Budapest, Mittwoch, 2016. April 27 (MTI) – Yanfeng Automotive Interiors (YAI) erweitert sein Werk in Pápa mit einer Investition von 7,4 Milliarden Forint, wodurch 450 neue Arbeitsplätze geschaffen werden. Die Regierung unterstützt die Investition daher mit 1,85 Milliarden Forint, kündigte Péter Szijjártó, Minister für Auswärtige Angelegenheiten und Handel, am Mittwoch auf einer Pressekonferenz in Budapest an.
Laut dem Minister geht die Bedeutung der Investition in dreierlei Hinsicht über ihren Betrag hinaus: Die Expansion in Pápa werde teilweise eine weitere Referenz für expandierendes chinesisches Kapital sein, der Anteil ungarischer Zulieferer von 15 Prozent werde sich ebenfalls erhöhen und das Unternehmen werde auch im Bereich Bildung und Ausbildung kooperieren.
József Vallyon, Direktor von Yanfeng Hungary Automotive Interior Systems Kft., sagte, dass YAI, gegründet 2015, ein Joint Venture zwischen dem chinesischen Automotive Trim Systems und dem amerikanischen Johnson Controls sei.

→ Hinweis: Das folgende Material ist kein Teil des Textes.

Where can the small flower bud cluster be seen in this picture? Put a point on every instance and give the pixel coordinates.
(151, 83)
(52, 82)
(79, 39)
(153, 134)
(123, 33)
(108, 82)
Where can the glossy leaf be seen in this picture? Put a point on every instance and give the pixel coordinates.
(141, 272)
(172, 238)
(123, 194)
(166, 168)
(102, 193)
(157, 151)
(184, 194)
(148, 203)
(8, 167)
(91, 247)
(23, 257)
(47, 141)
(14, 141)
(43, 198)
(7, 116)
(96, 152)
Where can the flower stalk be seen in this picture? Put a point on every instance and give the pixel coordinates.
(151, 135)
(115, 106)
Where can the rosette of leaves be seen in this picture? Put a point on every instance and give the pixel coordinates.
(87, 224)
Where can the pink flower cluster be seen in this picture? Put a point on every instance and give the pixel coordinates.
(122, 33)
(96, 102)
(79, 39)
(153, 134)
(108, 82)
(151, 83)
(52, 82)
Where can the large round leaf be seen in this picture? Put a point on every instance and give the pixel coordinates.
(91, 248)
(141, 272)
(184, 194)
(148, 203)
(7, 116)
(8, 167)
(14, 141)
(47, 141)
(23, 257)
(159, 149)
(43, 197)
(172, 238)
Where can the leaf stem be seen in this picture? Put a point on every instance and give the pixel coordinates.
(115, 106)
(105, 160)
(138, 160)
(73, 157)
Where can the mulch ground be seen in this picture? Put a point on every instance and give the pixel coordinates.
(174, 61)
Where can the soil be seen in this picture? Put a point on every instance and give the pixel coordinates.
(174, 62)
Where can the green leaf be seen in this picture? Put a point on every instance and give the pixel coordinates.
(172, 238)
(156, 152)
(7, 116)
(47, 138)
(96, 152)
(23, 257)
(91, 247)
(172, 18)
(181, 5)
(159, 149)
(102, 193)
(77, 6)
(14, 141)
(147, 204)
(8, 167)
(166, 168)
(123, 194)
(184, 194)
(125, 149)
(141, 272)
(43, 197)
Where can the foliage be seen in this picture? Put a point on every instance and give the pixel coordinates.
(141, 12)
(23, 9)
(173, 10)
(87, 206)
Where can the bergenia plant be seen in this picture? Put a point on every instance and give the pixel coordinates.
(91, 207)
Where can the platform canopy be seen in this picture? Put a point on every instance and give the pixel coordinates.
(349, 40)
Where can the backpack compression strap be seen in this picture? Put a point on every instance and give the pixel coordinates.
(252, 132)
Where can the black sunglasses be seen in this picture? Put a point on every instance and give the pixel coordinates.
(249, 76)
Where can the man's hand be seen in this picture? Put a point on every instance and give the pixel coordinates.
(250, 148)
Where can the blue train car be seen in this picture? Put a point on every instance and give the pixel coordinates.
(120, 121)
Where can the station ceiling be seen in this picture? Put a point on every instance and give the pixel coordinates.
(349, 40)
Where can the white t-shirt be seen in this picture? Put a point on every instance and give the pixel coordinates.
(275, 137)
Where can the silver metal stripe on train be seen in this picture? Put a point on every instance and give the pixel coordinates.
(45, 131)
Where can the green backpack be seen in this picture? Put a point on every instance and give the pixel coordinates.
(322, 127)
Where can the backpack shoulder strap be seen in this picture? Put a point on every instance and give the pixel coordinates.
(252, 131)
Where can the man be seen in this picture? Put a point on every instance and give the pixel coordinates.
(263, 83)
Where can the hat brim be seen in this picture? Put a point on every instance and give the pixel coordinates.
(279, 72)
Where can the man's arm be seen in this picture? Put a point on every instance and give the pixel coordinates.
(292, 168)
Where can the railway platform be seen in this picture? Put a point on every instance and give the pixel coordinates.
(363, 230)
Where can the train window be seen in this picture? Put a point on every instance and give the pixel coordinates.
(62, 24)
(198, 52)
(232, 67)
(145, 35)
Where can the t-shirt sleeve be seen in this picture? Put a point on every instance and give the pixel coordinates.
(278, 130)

Die Entwicklung in Pápa werde die bestehende Produktionsausrüstung erweitern und neue Kunststoff-Spritzgussverfahren einführen. Die neuen Technologien seien umweltfreundlich, betonte der Direktor.

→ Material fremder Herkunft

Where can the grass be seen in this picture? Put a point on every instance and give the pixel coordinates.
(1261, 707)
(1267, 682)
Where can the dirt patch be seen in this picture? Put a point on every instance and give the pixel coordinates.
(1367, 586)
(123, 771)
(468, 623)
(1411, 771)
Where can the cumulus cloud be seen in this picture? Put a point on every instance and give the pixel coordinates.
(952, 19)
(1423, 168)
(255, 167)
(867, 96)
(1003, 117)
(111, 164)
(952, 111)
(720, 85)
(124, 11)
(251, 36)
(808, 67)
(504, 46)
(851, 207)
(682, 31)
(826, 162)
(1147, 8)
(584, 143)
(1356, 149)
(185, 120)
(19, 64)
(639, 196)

Die Fabrik ist seit 2004 in Pápa in Betrieb und produzierte zuvor ähnliche Automobilprodukte für die Luxusklasse der Automobilindustrie. Die meisten Produkte werden aus Echt- und Kunstleder hergestellt, und die hervorragende Qualität wird durch den hohen Mechanisierungsgrad und die Handarbeit der Arbeiter gewährleistet. Die Fabrik produziert ausschließlich für den Export und beschäftigt derzeit 1600 aktive Mitarbeiter, sagte József Vallyon.
Zoltán Kovács, Fidesz-Abgeordneter der Region und Staatssekretär im Büro des Premierministers, betonte, dass die Präsenz von YAI für Pápa nicht nur wegen der Arbeitsplätze wichtig sei. Das Unternehmen sei in den letzten zwei Jahren der größte Steuerzahler gewesen, was indirekt die Entwicklungsziele der Stadt unterstütze.

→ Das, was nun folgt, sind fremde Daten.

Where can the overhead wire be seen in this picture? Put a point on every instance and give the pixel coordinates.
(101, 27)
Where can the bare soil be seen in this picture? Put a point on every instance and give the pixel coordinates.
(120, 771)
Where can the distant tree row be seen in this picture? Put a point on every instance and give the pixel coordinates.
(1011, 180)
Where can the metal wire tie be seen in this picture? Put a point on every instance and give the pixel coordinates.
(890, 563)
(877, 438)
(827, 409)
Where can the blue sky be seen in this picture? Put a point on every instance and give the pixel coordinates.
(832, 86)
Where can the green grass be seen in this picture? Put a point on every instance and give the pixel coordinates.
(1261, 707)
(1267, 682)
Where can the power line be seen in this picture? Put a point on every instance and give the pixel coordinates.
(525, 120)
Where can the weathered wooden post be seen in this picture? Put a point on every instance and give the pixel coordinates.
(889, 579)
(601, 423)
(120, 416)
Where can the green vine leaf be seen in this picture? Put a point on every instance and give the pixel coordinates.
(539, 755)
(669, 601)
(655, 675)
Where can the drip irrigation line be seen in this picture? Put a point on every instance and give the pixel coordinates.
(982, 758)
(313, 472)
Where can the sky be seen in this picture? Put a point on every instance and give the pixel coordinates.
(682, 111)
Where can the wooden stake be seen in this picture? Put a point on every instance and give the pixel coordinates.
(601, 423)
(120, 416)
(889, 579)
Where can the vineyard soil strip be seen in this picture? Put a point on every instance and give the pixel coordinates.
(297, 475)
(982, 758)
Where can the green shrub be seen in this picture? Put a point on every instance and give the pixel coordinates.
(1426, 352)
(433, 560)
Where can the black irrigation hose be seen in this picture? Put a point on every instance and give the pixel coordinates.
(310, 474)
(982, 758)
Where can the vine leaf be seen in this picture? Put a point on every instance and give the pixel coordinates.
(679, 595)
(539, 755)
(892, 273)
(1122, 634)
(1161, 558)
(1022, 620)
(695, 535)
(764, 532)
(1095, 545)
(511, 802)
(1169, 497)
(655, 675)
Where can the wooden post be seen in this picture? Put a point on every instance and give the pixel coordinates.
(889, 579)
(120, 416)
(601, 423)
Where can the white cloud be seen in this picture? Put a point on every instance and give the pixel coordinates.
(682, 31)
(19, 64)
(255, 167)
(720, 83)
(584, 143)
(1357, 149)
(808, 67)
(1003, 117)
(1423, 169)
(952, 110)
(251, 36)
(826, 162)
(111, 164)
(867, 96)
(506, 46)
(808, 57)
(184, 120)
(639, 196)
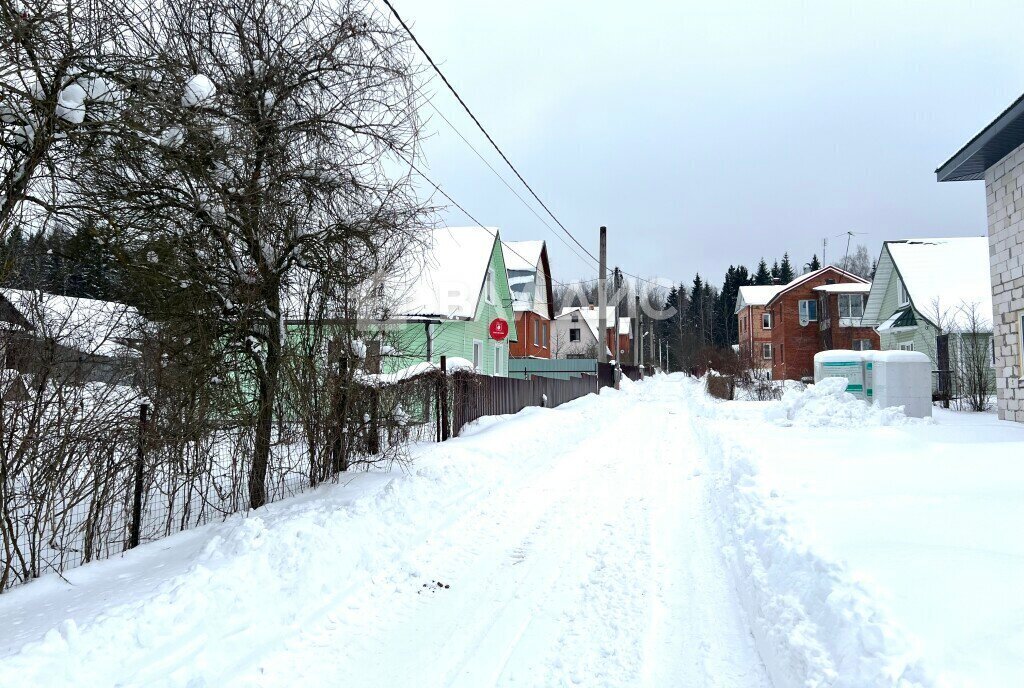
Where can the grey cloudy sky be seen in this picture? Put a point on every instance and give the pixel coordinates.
(712, 133)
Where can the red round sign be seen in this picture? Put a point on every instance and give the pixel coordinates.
(499, 329)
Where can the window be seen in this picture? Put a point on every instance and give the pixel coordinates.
(901, 293)
(477, 355)
(491, 289)
(808, 310)
(851, 305)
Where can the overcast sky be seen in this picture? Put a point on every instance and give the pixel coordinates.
(708, 134)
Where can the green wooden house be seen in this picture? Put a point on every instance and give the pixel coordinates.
(933, 296)
(444, 301)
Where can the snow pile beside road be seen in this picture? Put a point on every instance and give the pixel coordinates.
(814, 625)
(257, 578)
(827, 403)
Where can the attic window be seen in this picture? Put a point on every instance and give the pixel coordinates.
(492, 296)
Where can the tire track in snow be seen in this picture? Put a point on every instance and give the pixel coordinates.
(593, 572)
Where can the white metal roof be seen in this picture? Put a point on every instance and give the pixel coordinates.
(946, 277)
(847, 287)
(522, 255)
(757, 295)
(446, 280)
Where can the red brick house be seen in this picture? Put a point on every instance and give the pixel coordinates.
(754, 324)
(806, 319)
(529, 283)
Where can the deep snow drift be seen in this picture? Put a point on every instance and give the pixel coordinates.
(891, 540)
(559, 547)
(651, 536)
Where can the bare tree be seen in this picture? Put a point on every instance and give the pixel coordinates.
(971, 357)
(56, 95)
(261, 137)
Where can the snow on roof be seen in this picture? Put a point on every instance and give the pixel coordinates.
(757, 295)
(522, 255)
(814, 273)
(99, 328)
(945, 277)
(847, 287)
(445, 280)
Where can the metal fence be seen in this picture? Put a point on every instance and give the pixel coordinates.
(475, 395)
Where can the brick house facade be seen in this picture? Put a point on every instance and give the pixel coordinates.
(841, 311)
(754, 325)
(996, 156)
(797, 329)
(535, 336)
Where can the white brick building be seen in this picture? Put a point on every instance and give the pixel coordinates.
(996, 155)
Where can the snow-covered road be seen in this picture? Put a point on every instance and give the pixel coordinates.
(559, 547)
(599, 570)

Péter Szijjártó erklärte, dass es einen erbitterten Kampf um Investitionen zur Schaffung von Arbeitsplätzen gebe und dass wir noch nie zuvor mit so vielen Ländern um eine einzige Investition konkurrieren mussten wie im Fall von YAI.
Er sagte, dass Ungarn im vergangenen Jahr einen Investitionsrekord aufgestellt habe. Die Investitionsförderungsagentur habe im Jahr 2015 67 erfolgreiche Investitionen ausgehandelt. In diesem Jahr seien im ersten Quartal 17 erfolgreiche Vereinbarungen getroffen worden.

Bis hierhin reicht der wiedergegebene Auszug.